Apollinaire berichtet von seiner ersten tieferen Begegnung mit der französischen Sprache.
Folgenden Satz mit dem eher seltenen Passé simple:

Ayant tout dit, l'orateur se tut. (Als/nachdem er alles gesagt hatte, schwieg der Redner.)
verstand Apollinaire im Präsens:
Ayant tout dit, l'orateur se tue. (Wenn/nachdem er alles gesagt hat, bringt der Redner sich um.)
Auch vom Sinn her war Apollinaire ganz von der Richtigkeit seines Verständnisses überzeugt:
Wenn erst einmal alles gesagt ist, hat der Redner seine Existenzberechtigung verloren!

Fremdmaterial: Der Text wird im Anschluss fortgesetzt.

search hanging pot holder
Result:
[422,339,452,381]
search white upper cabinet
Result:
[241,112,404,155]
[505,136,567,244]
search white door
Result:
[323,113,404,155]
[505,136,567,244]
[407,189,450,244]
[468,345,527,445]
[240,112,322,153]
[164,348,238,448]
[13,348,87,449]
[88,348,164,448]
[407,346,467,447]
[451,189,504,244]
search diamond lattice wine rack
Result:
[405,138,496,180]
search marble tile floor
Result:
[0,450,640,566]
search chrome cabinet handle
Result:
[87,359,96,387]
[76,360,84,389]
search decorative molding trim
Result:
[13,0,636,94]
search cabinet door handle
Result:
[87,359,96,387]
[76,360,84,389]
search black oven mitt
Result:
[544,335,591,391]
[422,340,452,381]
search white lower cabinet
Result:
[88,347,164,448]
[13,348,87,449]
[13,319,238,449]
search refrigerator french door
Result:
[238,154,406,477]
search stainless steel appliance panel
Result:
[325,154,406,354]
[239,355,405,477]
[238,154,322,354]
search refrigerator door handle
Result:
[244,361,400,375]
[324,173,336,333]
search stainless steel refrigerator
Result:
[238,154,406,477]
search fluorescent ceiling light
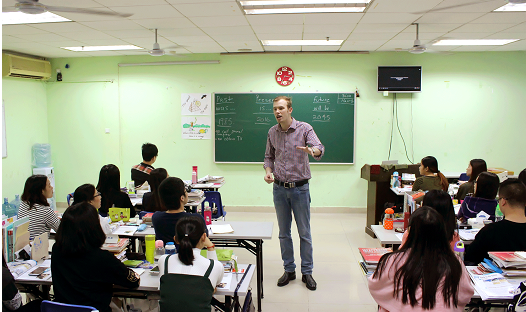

Ursache ist der stark homophone und dabei silbige Charakter der französischen Sprache, wo gleiche Laute mit unterschiedlicher Bedeutung sehr häufig auftreten, z.B.:
vert – vair – verre – vers (adj.) – vers (subst.) – ver
seau – sot – sceau – saut
was durch Kombination in lautlichen Ketten ein noch wesentlich komplexeres Bild ergibt:
revers, s'avère, sévère ....
vaisseau, Tussot, grosso ...
Ausgenutzt zum Beispiel in folgenden beiden Zeilen des Gedichtes MARIE, wo Apollinaire als inhaltlich-musikalische Stimme ein ständiges SI (so bzw. und doch) einlegt:
Les masques sont silencieux
Et la musique est si lointaine…
Schön auch die silbigen Anlehnungen: masques – musiques ; silen... – si loin...
Und schön auch, wie das einzige stimmhafte si in musique »aus der Reihe tanzt« und den Klang der Musik lautlich unterstreicht...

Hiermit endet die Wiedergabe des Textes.